Bingo: Origins and History of The Game of Beans

Bingo started off as a national game sponsored by the Italian government soon after its reunification, and was called Lo Giuoco del Lotto D'Italia. The game flourished in the 1500s, despite the staunch opposition from the Catholic church, partly because it was popular even with the higher classes.

In the late 1700s the game was brought to France. French nobility quickly snatched the game up, and the masses quickly became equally enamored with the game, even with the same opposition from the French catholic church. This mixture of fascination and popular opposition fueled the popularity of the game, so that the game quickly spread through Europe.

It was actually in France where the popular version of bingo originated. Players divided the cards into three rows and nine columns. In Germany parents utilized the game to help their children count and learn math.

It was in Germany where an American carnival pitchman was visiting that he saw the game, and decided to bring the game to America. After making a few modifications and renaming the game beano, he included the game in his carnival's games roster. The game was played with beans which were used to mark numbers on the cards, as each number is drawn out of a cigar box.

The game became a hit and it became a mainstay in his carnival near Atlanta, Georgia.
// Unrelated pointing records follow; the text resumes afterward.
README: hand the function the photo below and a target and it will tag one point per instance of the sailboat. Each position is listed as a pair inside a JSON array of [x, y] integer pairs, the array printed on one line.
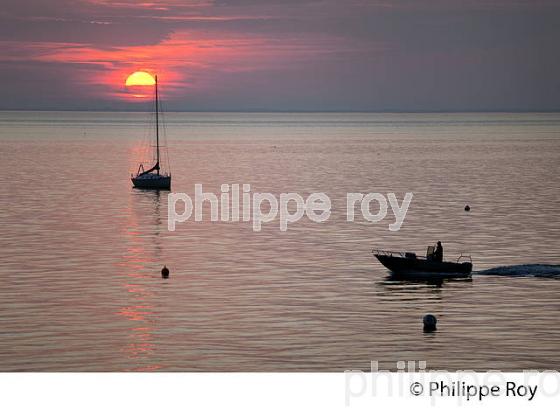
[[153, 178]]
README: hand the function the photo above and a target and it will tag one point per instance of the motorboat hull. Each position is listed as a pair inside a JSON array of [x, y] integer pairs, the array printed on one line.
[[419, 267]]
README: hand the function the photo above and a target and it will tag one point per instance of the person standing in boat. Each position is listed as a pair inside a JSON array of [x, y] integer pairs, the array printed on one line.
[[438, 253]]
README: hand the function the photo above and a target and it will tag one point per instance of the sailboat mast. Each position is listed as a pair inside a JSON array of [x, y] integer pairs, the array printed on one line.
[[157, 129]]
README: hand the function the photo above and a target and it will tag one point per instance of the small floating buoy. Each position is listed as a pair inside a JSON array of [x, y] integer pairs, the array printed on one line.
[[430, 322]]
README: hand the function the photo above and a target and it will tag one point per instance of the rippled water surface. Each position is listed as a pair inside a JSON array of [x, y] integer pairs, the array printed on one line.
[[81, 251]]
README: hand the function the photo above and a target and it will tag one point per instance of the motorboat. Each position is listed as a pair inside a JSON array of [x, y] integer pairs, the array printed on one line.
[[408, 264]]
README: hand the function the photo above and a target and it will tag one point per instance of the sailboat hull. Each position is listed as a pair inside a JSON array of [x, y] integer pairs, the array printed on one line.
[[162, 182]]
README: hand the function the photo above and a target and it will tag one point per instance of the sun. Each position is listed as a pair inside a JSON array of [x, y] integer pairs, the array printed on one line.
[[140, 78]]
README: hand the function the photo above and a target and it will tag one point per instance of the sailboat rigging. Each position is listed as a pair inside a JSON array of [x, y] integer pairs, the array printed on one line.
[[153, 178]]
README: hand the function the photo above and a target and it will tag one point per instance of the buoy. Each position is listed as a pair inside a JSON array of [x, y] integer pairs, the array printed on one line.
[[429, 323]]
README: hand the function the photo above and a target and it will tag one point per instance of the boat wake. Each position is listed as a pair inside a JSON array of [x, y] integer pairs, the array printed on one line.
[[534, 270]]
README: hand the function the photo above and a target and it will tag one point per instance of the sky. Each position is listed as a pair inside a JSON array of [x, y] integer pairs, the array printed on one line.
[[283, 55]]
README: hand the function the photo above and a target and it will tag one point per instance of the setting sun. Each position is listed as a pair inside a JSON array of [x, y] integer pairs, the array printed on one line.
[[140, 78]]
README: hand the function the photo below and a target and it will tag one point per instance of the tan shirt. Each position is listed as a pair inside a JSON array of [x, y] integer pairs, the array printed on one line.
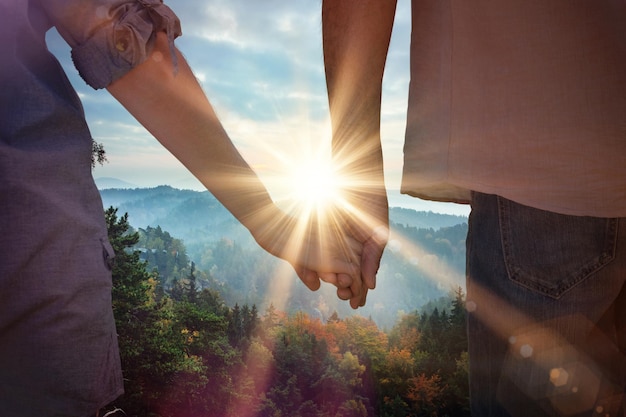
[[521, 98]]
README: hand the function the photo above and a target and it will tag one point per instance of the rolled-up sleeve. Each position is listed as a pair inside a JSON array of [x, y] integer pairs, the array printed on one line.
[[109, 38]]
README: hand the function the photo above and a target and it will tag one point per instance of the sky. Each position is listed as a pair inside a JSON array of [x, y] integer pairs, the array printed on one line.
[[260, 64]]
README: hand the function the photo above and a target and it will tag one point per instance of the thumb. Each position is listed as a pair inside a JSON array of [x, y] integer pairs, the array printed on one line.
[[373, 249]]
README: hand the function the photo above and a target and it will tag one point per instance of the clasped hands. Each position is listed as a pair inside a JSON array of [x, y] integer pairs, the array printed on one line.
[[342, 246]]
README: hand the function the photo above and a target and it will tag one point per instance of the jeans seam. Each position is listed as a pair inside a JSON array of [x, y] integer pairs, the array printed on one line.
[[516, 275]]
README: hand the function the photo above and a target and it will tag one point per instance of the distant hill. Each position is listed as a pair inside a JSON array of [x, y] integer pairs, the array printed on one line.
[[424, 259], [108, 182]]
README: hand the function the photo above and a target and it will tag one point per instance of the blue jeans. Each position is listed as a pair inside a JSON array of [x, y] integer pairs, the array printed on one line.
[[546, 298]]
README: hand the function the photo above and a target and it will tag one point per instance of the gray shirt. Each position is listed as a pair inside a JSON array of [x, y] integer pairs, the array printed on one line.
[[58, 346]]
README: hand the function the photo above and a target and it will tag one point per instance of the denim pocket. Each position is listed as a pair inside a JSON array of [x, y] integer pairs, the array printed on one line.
[[550, 253]]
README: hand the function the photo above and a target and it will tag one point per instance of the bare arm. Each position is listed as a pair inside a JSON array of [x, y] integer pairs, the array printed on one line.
[[356, 36], [172, 106]]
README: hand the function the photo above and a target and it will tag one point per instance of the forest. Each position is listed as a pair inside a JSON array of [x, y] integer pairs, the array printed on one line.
[[186, 351], [425, 258]]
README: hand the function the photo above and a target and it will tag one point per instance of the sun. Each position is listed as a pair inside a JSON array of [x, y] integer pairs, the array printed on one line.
[[314, 185]]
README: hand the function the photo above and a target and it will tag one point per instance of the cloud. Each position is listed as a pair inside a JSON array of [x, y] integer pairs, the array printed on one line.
[[261, 65]]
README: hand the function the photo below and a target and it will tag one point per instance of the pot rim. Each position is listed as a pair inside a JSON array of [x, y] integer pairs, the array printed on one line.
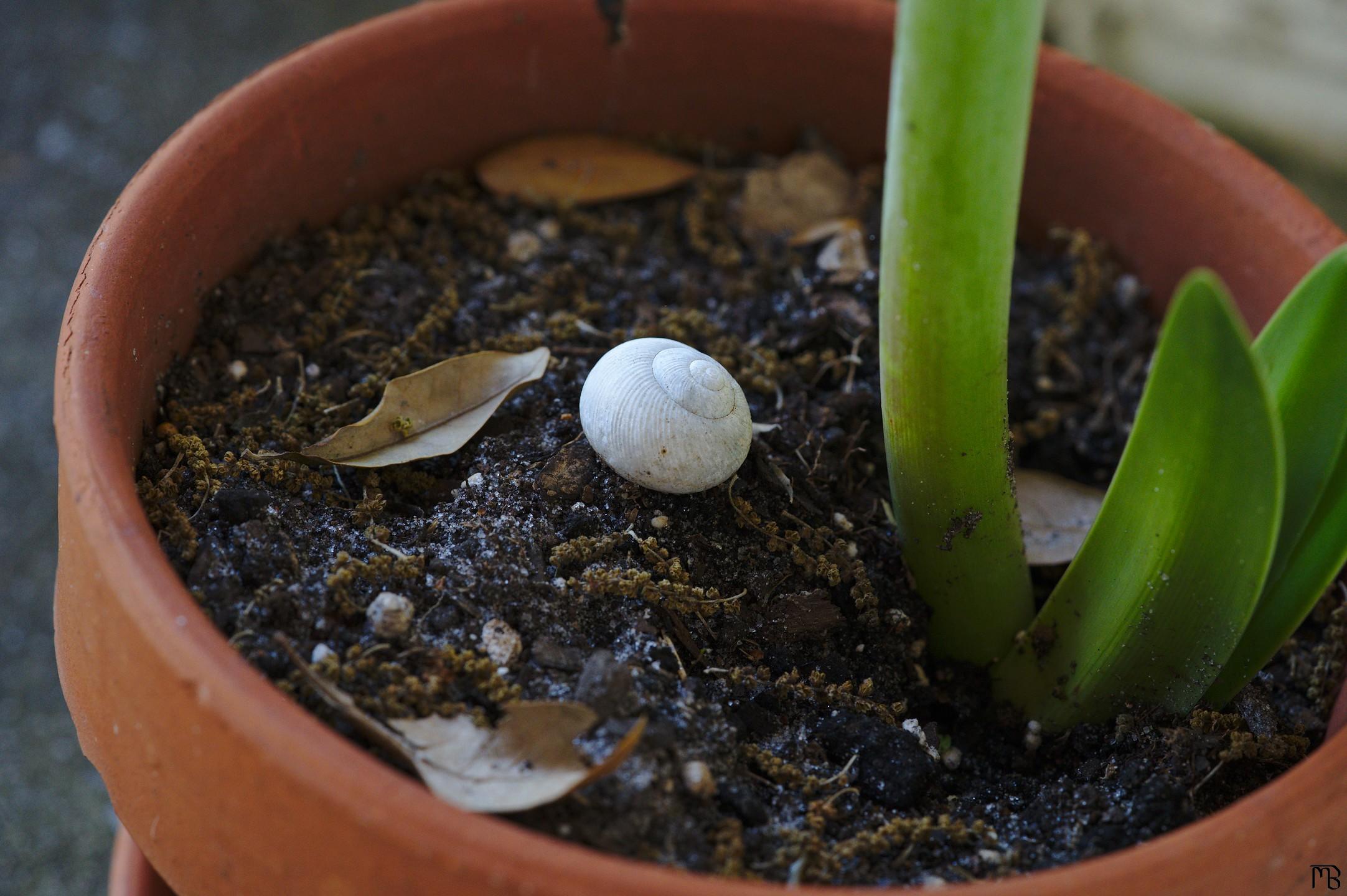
[[93, 461]]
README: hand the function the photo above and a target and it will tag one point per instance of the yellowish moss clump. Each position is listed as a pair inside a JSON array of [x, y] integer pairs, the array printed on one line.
[[166, 518], [585, 549], [728, 849], [815, 688], [789, 774], [818, 553]]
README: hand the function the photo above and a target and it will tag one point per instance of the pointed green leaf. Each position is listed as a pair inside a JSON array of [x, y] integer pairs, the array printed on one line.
[[958, 128], [1170, 573], [1304, 352]]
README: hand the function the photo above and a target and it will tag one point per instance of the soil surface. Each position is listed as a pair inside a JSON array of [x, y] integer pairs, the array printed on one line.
[[798, 729]]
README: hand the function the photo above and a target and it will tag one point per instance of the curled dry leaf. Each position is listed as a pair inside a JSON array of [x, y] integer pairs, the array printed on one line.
[[429, 413], [803, 190], [1056, 515], [526, 762], [580, 169], [843, 254]]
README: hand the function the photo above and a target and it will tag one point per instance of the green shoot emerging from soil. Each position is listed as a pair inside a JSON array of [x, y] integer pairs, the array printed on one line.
[[1227, 515], [958, 126]]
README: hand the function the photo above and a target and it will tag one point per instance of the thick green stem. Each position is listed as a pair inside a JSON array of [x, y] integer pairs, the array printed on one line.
[[958, 127]]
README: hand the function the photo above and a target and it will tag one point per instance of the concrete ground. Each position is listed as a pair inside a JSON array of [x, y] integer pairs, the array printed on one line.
[[88, 90]]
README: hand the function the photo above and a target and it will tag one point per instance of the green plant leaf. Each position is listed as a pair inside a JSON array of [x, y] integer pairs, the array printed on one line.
[[1171, 571], [1304, 352], [958, 127]]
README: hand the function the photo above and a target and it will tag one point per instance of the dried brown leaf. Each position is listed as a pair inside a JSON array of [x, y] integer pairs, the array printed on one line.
[[804, 190], [580, 169], [1056, 515], [845, 256], [825, 230], [430, 413], [527, 760]]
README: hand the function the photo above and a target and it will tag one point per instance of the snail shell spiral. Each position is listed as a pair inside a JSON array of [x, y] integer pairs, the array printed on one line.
[[666, 417]]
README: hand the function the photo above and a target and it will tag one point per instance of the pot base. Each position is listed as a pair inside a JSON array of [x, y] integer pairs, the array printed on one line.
[[131, 872]]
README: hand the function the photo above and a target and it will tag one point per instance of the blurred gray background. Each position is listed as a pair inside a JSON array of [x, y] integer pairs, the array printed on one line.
[[88, 90]]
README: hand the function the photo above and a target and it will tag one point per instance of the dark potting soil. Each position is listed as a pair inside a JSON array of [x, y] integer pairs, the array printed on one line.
[[767, 630]]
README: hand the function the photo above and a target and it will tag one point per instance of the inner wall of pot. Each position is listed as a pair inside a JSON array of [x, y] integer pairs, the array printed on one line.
[[333, 127]]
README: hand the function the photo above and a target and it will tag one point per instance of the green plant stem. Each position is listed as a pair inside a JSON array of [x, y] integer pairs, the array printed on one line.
[[1168, 579], [958, 127]]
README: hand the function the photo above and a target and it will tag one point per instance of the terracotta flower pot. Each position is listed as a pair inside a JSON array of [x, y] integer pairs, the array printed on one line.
[[131, 875], [227, 785]]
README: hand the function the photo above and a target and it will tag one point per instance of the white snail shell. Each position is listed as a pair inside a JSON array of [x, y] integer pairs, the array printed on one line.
[[666, 417]]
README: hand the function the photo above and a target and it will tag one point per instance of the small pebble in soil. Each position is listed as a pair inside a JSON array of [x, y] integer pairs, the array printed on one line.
[[390, 615], [500, 642]]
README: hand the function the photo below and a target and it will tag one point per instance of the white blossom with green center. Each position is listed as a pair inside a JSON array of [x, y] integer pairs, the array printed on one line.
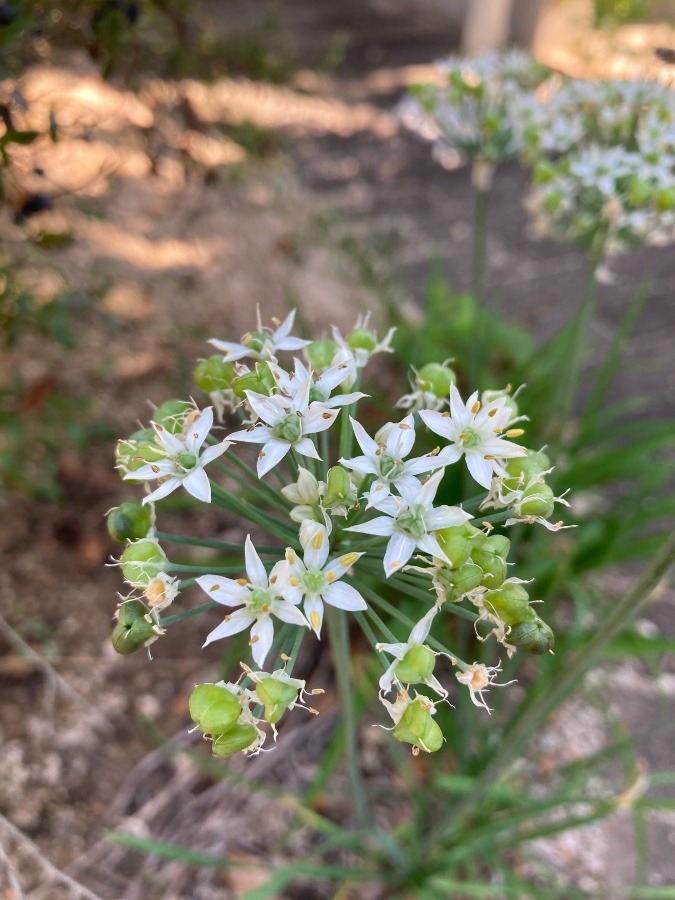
[[259, 597], [288, 423], [410, 522], [262, 344], [476, 431], [384, 457], [183, 465], [316, 580]]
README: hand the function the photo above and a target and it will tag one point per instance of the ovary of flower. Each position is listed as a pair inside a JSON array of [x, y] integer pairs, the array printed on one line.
[[477, 431], [417, 637], [321, 386], [383, 458], [259, 598], [263, 343], [410, 522], [317, 579], [183, 464], [478, 678], [287, 423]]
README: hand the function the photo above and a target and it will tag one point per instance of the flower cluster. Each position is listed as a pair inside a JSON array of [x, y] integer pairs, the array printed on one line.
[[356, 522]]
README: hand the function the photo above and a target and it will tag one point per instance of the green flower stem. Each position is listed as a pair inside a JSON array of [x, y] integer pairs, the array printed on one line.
[[211, 544], [338, 635], [534, 716], [241, 508]]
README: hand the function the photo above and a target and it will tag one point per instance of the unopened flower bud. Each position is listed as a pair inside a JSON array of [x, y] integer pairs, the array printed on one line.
[[171, 415], [533, 636], [510, 603], [493, 566], [417, 726], [522, 469], [277, 696], [436, 379], [339, 489], [320, 354], [214, 374], [537, 500], [467, 577], [362, 339], [237, 738], [129, 521], [457, 542], [417, 665], [142, 561], [132, 630], [213, 708]]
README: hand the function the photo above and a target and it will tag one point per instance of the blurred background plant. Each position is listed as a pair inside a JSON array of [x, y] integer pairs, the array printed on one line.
[[465, 825]]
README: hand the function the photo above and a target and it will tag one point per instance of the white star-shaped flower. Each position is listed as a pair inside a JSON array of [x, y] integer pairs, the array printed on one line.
[[287, 422], [259, 598], [383, 458], [184, 465], [417, 637], [410, 522], [263, 343], [477, 431], [317, 579]]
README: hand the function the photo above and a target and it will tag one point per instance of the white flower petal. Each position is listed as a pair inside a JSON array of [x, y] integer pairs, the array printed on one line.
[[255, 570], [343, 596], [262, 636], [399, 550], [197, 483]]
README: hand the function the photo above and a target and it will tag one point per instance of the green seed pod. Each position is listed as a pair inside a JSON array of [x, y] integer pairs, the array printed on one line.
[[213, 708], [455, 543], [510, 603], [498, 544], [362, 339], [277, 697], [436, 378], [467, 577], [339, 489], [236, 739], [417, 727], [522, 469], [171, 415], [132, 630], [130, 521], [533, 636], [142, 561], [320, 354], [417, 665], [213, 374], [537, 500], [493, 566]]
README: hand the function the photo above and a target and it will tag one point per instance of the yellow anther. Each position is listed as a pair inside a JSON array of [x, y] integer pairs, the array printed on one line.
[[349, 559]]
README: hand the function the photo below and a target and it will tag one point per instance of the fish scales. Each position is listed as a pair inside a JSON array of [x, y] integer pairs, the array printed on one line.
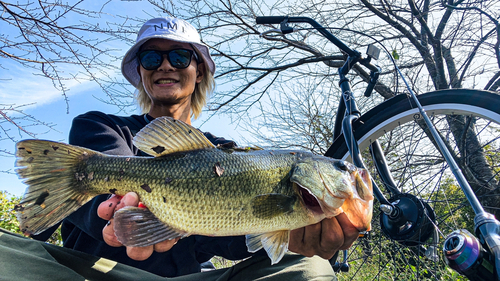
[[191, 187], [196, 198]]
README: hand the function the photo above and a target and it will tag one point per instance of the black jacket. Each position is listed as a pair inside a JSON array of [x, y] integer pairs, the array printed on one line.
[[82, 230]]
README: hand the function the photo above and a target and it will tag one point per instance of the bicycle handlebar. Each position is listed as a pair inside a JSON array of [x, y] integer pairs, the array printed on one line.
[[286, 19], [270, 20]]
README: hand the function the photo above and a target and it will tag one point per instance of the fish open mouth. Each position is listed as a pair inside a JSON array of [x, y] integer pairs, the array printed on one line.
[[310, 200]]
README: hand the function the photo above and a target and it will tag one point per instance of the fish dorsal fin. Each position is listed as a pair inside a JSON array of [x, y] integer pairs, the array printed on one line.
[[165, 135], [275, 243]]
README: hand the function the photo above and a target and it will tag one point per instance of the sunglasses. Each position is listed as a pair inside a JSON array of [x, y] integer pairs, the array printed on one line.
[[178, 58]]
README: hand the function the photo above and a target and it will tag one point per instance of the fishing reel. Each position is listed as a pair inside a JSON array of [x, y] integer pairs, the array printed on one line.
[[464, 253], [408, 220]]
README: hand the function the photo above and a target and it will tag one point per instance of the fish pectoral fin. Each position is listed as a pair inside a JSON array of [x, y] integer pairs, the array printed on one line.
[[268, 206], [139, 227], [275, 243], [165, 135]]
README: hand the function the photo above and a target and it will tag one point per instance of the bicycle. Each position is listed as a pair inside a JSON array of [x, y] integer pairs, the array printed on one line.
[[415, 213]]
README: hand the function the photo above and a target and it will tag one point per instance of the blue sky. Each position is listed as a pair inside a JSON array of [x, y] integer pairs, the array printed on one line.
[[20, 85], [54, 111]]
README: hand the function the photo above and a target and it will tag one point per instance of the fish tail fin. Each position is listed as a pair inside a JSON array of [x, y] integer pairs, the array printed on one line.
[[55, 188]]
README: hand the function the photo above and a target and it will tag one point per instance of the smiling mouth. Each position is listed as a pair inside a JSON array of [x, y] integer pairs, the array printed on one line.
[[165, 81]]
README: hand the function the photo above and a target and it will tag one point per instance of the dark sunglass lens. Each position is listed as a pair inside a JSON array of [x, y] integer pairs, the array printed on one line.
[[179, 58], [150, 60]]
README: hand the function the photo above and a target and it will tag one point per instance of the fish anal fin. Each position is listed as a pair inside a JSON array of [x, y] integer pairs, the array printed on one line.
[[139, 227], [274, 243], [165, 135], [268, 206]]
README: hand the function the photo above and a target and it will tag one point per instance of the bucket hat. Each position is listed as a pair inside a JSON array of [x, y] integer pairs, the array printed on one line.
[[163, 28]]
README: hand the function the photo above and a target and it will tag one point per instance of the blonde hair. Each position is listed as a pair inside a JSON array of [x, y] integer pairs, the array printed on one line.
[[198, 99]]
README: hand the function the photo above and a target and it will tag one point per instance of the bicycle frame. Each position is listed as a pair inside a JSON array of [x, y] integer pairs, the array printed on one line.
[[487, 227]]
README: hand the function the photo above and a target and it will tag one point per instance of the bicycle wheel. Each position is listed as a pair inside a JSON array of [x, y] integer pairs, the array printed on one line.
[[469, 121]]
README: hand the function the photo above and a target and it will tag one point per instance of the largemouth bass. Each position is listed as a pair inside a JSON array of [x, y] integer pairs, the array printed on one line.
[[192, 187]]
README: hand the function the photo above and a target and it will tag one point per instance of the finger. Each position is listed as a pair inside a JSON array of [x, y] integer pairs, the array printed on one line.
[[351, 233], [140, 253], [165, 245], [108, 234], [332, 236], [107, 208], [310, 245], [129, 199]]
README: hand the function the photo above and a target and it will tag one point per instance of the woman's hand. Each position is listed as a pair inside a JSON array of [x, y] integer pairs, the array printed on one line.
[[107, 210], [324, 238]]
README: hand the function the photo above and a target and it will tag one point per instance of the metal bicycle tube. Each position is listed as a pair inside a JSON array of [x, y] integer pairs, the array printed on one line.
[[383, 168], [351, 114]]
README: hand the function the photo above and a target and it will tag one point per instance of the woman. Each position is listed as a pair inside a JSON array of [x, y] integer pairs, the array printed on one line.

One night a traveling toy salesman named Edmund Lowe was visiting the carnival and saw the game being played. Struck by how the players were so excited by the game as they marked the numbers on their cards, he approached the operator and asked how the game was played. By the time he reached his hometown in New York he had already created a beano kit of his own, and he started to play the game with his friends.

The game was such a hit among his Lowe's friends, that one night a female acquaintance, about to win, shouted "BINGO' in her excitement instead of the game's name, Beano. The name stuck, and Lowe, realizing the huge business potential of the game, decided to market the game in its new name, BINGO.

He created bingo cards and sold them for 1 or 2 dollars each, and soon, even whole churches were playing the game in their fund raisers.

One problem came up as the game was rising to popularity though. One priest from Pennsylvania approached Lowe and told him that something had to be done with the cards, since their games often turned up a dozen or more winners. He made the suggestion that more number combinations be created to lessen the chances of too many players winning at a single game. To do this, Lowe asked Columbia U. math professor Carl Leffler to create cards with more number combinations, a task that Leffler accomplished in due time, just before he went insane.

Now bingo is a popular fund raising activity in churches, schools, and communities. Thanks to Edmund Lowe, we have bingo, one of the most enjoyable games around. And it is very likely that bingo is here to stay.